Stochastic grain heating and mid-infrared emission in protostellar cores

TL;DR

This study models stochastic dust grain heating in protostellar cores to explain mid-infrared emissions, finding that standard radiation fields are insufficient and suggesting the need for enhanced radiation or other heating mechanisms.

Contribution

It introduces a detailed model of stochastic dust heating in protostellar cores and compares predictions with observations, highlighting limitations of standard radiation fields.

Findings

Standard interstellar radiation cannot account for observed mid-IR emission.

Enhanced radiation fields are required to match observations.

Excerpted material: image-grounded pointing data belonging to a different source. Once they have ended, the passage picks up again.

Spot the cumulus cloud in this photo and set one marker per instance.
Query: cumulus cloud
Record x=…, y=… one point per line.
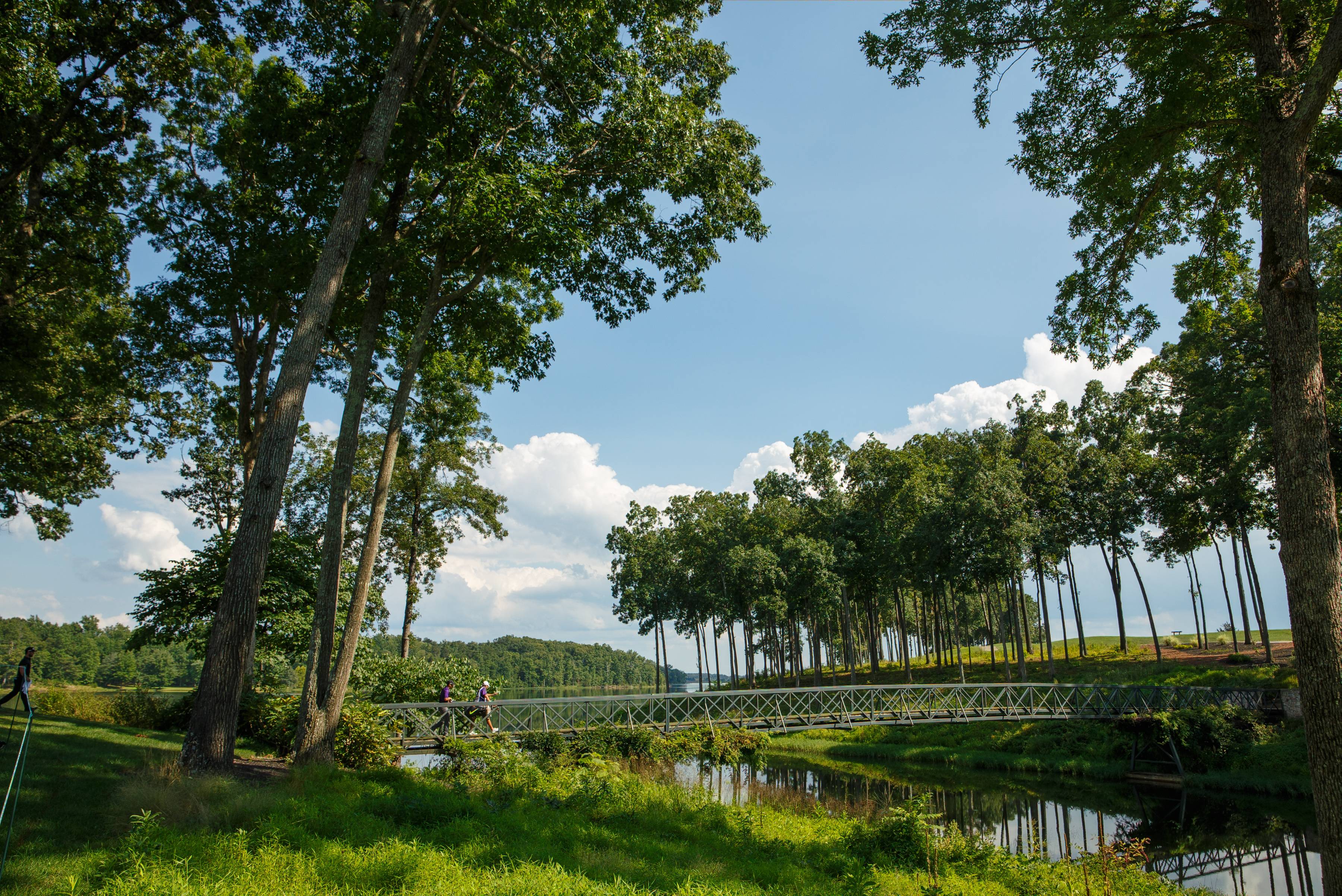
x=776, y=457
x=145, y=540
x=968, y=404
x=549, y=575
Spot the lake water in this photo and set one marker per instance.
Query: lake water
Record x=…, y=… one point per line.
x=1237, y=844
x=1228, y=844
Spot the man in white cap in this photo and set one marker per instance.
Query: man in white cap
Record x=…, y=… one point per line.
x=483, y=697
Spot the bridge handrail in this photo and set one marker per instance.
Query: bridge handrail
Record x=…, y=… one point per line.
x=694, y=695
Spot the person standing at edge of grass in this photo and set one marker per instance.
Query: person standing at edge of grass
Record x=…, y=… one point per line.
x=21, y=681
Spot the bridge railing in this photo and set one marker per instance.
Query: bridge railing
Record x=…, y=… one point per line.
x=423, y=726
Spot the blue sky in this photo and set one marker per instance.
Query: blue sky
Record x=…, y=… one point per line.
x=906, y=275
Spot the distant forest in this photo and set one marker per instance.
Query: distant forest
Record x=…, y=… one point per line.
x=528, y=662
x=85, y=654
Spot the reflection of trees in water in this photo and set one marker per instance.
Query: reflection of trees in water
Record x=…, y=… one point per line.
x=1190, y=836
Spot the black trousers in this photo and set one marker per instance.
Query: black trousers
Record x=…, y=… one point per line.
x=18, y=688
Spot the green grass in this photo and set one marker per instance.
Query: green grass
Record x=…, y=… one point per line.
x=74, y=774
x=123, y=824
x=1104, y=666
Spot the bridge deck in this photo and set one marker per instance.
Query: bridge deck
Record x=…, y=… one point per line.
x=422, y=728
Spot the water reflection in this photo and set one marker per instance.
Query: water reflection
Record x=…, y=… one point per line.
x=1242, y=846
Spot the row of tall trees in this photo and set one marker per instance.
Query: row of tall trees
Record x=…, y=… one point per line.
x=1184, y=125
x=382, y=199
x=959, y=538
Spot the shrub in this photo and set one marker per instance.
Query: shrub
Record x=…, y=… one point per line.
x=901, y=837
x=76, y=705
x=543, y=744
x=390, y=679
x=362, y=737
x=270, y=719
x=139, y=710
x=1210, y=738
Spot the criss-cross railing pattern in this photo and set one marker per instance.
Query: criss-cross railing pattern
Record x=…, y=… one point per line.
x=423, y=726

Model predicts ring-like emission pattern not seen in reality.

Abstract

Stochastic heating of small grains is often mentioned as a primary cause of large infrared (IR) fluxes from star-forming galaxies, e.g. at 24\mu m. If the mechanism does work at a galaxy-wide scale, it should show up at smaller scales as well. We calculate temperature probability density distributions within a model protostellar core for four dust components: large silicate and graphite grains, small graphite grains, and polycyclic aromatic hydrocarbon particles. The corresponding spectral energy distributions are calculated and compared with observations of a representative infrared dark cloud core. We show that stochastic heating, induced by the standard interstellar radiation field, cannot explain high mid-IR emission toward the centre of the core. In order to reproduce the observed emission from the core projected centre, in particular, at 24\mu m, we need to increase the ambient radiation field by a factor of about 70. However, the model with enhanced radiation field predicts even higher intensities at the core periphery, giving it a ring-like appearance, that is not observed. We discuss possible implications of this finding and also discuss a role of other non-radiative dust heating processes.